= Simmelian tie =

Nodes (individuals) and ties (connections) in social networks.

A simmelian tie (can be capitalized as a Simmelian tie) is a type of an interpersonal tie, a concept used in the social network analysis. For a simmelian tie to exist, there must be three (a triad) or more of reciprocal strong ties in a group. A simmelian tie is seen as an even stronger tie than a regular strong tie.

A simmelian tie can be seen as a basic element of a clique.

==Definition and an example==
Whereas the basic ties are known as strong or weak and focus on the strength of the analyzed relationship, simmelian ties are concerned with more than just the strength of the relationship. They look at the number of strong ties within a group. For a simmelian tie to exist, there must be three (a triad) or more of reciprocal strong ties in a group. A simmelian tie is viewed as even stronger than a regular strong tie.

For example, if Adam has a strong tie to Betty, and both Adam and Betty share a strong tie to Charles, this three-way tie would be a simmelian one.

==History and use==
The concept of a Simmelian tie has been developed by David Krackhardt in his 1999 paper, The ties that torture: Simmelian tie analysis in organizations. Research in the Sociology of Organizations. Krackhardt developed the concept of a simmelian tie as an alternative to Ronald Burt's structural hole theory. Simmelian ties are based on the work of, and named after, Georg Simmel, a sociologist who distinguished social triads as an important social structure that's qualitatively different from dyadic relationships in more and more important ways than just the number of people participating.

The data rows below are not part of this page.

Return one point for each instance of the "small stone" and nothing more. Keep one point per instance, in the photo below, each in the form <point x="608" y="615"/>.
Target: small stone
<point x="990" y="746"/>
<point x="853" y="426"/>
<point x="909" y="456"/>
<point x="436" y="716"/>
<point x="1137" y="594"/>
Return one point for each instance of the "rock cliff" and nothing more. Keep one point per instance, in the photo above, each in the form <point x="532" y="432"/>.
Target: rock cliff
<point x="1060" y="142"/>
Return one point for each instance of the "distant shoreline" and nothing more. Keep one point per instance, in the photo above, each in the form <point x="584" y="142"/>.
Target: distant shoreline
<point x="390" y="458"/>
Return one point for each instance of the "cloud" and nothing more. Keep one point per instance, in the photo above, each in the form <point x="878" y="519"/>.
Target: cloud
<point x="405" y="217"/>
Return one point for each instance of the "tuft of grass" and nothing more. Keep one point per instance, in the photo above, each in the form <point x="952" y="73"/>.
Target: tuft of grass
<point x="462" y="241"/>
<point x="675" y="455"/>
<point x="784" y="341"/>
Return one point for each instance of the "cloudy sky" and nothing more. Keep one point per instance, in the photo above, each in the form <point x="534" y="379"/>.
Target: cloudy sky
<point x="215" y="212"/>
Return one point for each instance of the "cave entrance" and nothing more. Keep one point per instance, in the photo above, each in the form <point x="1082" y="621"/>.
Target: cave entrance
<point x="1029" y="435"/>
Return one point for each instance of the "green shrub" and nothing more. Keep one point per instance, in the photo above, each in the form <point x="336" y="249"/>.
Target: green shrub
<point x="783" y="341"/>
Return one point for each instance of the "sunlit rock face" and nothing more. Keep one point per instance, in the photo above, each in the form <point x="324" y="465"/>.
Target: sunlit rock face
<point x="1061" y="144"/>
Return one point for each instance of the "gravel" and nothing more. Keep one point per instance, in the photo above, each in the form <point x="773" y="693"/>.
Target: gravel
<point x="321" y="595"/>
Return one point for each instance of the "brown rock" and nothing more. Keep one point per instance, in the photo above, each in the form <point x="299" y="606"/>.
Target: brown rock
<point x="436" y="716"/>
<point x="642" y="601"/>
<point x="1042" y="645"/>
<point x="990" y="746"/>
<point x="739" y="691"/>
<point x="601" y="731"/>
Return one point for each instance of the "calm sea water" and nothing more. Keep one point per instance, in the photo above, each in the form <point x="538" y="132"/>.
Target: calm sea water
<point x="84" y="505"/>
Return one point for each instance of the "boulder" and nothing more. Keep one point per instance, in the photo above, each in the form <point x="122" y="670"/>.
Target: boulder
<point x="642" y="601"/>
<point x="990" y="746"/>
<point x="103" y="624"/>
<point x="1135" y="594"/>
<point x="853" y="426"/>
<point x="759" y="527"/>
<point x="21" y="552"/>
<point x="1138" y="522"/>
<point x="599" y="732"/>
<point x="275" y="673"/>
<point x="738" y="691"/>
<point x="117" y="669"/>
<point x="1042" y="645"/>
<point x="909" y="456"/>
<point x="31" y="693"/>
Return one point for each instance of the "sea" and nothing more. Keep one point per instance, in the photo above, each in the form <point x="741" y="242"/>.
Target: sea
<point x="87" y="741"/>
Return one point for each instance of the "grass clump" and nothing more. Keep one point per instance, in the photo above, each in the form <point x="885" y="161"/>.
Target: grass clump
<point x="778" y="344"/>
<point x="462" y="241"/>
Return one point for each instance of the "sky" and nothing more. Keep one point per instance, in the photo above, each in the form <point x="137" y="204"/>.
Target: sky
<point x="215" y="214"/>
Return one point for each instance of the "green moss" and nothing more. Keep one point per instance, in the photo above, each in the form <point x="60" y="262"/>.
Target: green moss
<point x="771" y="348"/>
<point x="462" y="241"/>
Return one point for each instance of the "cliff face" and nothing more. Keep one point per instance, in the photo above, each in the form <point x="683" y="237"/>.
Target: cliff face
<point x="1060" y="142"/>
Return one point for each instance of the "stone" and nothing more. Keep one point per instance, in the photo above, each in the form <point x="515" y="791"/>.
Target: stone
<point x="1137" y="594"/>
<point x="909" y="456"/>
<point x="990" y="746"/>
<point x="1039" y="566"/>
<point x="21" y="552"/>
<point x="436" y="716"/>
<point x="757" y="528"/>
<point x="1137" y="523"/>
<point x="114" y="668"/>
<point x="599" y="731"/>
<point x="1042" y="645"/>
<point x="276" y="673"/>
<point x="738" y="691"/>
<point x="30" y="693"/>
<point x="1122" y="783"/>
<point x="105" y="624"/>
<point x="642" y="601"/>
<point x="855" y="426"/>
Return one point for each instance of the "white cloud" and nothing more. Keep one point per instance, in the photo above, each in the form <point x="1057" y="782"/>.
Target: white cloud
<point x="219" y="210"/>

The concept of a Simmelian tie is related to that of a clique; each pair of nodes (individuals) in a clique has a Simmelian tie between them. Thus a simmelian tie can be defined as a basic tie in a clique, or a co-clique relationship (between individuals who belong to a specific clique).

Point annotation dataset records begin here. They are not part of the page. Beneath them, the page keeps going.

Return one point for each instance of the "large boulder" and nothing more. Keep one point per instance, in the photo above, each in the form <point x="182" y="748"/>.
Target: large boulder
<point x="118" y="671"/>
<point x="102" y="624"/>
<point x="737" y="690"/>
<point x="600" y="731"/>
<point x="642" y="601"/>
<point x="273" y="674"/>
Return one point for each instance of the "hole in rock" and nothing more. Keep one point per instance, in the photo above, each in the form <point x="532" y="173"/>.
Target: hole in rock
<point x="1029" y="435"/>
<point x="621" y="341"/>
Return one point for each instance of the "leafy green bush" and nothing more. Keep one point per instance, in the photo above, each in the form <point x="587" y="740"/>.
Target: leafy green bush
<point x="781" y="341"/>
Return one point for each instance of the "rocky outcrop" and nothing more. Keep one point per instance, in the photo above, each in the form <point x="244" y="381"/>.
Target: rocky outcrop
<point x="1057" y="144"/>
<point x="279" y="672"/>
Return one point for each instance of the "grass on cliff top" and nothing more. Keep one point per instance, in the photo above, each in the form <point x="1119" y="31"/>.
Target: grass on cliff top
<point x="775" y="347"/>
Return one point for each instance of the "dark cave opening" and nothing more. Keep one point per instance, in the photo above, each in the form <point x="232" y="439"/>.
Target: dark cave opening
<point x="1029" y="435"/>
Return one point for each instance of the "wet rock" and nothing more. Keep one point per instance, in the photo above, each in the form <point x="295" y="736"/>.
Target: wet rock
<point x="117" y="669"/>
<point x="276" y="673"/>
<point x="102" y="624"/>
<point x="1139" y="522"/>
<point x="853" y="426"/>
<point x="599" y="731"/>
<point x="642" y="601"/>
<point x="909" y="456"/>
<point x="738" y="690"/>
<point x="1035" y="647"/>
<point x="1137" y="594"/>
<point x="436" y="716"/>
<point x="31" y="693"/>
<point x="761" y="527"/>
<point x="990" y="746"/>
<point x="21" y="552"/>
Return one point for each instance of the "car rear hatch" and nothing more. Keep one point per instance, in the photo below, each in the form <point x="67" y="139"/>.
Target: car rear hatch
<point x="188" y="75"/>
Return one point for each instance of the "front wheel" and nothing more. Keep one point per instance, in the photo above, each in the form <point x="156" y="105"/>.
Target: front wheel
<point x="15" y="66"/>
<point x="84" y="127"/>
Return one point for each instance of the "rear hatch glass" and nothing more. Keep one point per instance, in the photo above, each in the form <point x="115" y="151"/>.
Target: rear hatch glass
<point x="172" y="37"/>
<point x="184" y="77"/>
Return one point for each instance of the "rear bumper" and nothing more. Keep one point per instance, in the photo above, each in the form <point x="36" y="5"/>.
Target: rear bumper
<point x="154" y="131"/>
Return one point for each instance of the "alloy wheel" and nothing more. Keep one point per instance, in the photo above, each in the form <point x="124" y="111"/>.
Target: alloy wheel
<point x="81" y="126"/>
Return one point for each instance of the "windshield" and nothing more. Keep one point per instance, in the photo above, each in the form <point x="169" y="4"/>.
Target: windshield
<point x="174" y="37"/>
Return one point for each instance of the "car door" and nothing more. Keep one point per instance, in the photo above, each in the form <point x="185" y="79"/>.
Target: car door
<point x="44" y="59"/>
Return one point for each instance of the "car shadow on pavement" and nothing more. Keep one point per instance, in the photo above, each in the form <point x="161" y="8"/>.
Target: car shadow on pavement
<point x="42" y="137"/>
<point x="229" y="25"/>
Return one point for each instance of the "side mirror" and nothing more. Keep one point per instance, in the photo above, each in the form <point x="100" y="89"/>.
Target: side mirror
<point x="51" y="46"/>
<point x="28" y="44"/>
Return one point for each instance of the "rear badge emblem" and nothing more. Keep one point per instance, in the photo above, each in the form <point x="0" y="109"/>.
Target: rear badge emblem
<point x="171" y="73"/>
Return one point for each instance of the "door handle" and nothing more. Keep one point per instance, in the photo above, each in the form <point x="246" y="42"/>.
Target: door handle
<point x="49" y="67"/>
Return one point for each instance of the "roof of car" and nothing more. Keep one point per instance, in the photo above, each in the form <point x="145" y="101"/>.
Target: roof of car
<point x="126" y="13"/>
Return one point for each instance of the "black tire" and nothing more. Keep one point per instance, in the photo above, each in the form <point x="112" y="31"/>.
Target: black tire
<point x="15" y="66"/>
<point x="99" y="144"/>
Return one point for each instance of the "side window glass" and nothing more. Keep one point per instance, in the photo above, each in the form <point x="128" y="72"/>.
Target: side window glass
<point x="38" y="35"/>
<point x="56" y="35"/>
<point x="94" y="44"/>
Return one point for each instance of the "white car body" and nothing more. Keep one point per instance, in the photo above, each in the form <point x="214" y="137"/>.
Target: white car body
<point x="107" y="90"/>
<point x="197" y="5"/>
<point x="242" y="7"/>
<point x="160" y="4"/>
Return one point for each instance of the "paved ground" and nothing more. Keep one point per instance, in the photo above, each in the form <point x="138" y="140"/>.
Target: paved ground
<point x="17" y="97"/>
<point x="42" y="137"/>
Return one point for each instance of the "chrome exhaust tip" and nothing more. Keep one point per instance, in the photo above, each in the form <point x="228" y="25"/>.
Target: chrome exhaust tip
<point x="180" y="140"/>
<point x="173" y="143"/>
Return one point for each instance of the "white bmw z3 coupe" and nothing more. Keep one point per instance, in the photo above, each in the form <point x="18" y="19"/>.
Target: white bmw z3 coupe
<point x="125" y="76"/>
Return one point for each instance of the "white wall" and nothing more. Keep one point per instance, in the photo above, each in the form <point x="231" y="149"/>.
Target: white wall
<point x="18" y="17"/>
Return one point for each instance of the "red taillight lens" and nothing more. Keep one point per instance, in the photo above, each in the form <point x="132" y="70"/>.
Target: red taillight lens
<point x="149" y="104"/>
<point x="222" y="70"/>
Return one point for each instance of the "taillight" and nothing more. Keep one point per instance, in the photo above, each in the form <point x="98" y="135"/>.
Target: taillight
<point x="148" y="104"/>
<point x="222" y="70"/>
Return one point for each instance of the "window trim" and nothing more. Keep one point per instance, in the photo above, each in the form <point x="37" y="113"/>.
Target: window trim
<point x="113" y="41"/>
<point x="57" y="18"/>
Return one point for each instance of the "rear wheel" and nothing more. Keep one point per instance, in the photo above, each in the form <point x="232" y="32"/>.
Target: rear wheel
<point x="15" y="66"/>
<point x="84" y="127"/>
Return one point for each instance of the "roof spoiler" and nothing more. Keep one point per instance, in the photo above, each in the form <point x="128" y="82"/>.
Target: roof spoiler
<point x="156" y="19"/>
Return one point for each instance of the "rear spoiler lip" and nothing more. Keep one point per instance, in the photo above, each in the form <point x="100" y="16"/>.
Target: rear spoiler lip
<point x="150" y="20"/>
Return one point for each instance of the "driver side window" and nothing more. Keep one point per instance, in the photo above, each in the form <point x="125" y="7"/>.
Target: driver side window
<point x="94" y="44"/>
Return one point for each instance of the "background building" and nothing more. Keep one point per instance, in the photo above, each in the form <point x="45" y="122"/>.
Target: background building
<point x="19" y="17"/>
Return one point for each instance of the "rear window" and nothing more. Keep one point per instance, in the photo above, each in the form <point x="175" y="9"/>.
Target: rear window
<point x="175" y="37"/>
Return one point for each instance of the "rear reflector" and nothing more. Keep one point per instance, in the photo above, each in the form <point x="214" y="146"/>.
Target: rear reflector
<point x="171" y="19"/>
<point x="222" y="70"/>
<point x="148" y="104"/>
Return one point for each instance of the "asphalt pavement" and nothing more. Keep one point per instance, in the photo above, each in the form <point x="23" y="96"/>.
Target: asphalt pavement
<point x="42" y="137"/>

A simmelian tie strengthens the relationship (tie) between the individuals, but it is also restricting - it subjects those individuals to a group norm. In his original paper, Krackhardt stressed that restriction, noting that the more cliques one has simmelian ties to, the more constrained one is.

The concept of a simmelian tie is used in the social network analysis. It has been used in the study of organizations, including Wikipedia.